Liz and I got the opportunity the other night to have our first Indian cooking lesson! Verginia very graciously invited us to dinner and let us come early to help prepare the food so she could teach us about Indian cooking. Their family of five lives in a two room concrete house: one room for living and one for cooking. It is a gorgeous little place opening to a shared courtyard and stairs to the rooftop that looks almost Italian. Indian style kitchens have only a stove top and storage. There isn't counter space (squat and use the floor, there's plenty of that) and there isn't a sink (just fill a jug with water and dip out as needed). I love the simplicity. It is clearly completely sufficient for creating delicious meals! Lets just say that Indians are not scared to use an incredible amount of spice and flavoring for their cooking. Hopefully I will have a chance to demonstrate when I get back!

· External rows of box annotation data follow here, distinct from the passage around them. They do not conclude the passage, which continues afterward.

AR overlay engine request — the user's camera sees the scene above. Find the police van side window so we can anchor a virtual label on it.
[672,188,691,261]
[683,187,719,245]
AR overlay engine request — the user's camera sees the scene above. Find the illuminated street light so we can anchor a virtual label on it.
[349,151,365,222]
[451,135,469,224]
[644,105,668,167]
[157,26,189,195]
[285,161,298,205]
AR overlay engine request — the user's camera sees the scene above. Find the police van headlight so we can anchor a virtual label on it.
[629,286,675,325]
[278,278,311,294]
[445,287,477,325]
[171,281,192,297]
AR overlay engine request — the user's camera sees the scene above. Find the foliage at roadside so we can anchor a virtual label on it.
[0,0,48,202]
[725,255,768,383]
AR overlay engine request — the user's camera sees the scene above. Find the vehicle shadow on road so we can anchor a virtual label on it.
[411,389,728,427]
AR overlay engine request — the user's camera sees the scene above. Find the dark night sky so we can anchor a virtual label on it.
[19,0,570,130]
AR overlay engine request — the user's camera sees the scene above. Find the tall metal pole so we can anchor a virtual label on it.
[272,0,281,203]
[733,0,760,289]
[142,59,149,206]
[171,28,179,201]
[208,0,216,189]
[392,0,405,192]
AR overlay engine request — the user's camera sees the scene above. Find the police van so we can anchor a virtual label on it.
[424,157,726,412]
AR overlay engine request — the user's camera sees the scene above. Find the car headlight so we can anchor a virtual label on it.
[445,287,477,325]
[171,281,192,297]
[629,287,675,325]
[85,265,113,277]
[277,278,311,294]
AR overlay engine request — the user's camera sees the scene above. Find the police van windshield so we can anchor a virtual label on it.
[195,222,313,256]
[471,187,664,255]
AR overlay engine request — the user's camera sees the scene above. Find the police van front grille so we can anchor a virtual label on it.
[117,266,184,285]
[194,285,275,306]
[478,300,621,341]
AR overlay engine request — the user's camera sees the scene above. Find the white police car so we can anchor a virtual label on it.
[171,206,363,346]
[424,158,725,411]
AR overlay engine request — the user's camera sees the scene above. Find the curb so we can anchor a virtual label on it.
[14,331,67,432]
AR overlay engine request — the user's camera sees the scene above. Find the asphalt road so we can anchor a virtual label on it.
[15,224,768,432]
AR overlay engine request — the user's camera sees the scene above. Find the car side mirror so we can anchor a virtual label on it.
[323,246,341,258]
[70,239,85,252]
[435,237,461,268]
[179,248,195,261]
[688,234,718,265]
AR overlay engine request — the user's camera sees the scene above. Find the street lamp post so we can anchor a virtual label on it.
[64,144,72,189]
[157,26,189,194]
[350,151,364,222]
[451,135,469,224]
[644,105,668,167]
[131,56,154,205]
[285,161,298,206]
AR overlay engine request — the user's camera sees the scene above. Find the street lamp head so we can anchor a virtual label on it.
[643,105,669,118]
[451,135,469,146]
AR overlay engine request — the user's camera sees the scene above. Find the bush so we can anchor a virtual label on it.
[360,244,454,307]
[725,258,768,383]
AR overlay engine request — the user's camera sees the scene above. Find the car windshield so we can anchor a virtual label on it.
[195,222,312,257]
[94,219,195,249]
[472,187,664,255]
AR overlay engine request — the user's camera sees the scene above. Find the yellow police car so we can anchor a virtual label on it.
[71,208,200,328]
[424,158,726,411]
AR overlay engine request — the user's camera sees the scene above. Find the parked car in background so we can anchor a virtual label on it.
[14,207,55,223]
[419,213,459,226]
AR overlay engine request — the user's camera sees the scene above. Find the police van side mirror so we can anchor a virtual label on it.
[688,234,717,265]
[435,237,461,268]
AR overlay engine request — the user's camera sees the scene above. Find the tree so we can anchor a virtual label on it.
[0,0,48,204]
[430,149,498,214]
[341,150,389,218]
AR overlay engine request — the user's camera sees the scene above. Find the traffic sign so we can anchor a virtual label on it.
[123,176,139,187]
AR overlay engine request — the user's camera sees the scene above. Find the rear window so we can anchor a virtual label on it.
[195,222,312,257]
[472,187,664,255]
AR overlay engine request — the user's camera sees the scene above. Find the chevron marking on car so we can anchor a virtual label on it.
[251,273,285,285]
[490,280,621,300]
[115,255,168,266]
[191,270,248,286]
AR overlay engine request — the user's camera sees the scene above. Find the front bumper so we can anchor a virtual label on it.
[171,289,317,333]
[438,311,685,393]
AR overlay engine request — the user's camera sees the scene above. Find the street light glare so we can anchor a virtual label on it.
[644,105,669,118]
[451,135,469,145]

In other news, "our" dog had six puppies yesterday. Really she's the mother of "our" dog, Spicy, but she hangs out quite a bit and chose our front door to give birth next to. The babies are adorable: two white, one black, and three black with white marks. Mama isn't black or white so we're trying to figure out who dad might be... that little hussy. Anyway, if anyone would like to adopt an Indian pup with unknown paternity I would be happy to get directions for you to come and get them!

Finally, my quotes for the day and a bit about feelings (dedicated to Em). I'm going to blame the extra time I've had on my hands, but I've been spending an unfortunate amount of time worrying about what on earth to do with my life. I tend to do this when I don't have work lined up and think that I suddenly need to find a career to pursue. I then get further panicked when I realize that not only do I not have a job and therefore, purpose in life, but I don't have a home or a husband or a way to take care of my dog or... you get the idea. Actually, if you're reading this you are most likely very familiar with the "Brishon Downward Spiral" of thought as I have probably spent countless hours on your couch or on the phone over the past 5 years with the EXACT SAME ISSUES. I know, I know, but at least I'm aware of it. My current strategy is to embrace the unknown and try to breathe. So my quotes to consider are these:

"Know that God loves empty hands." -Werner Bergengruen

And once again, reminding me to be gentle with myself:

"There may be no solution, seek it lovingly."

Namaste (for a few more days) from the Guest House.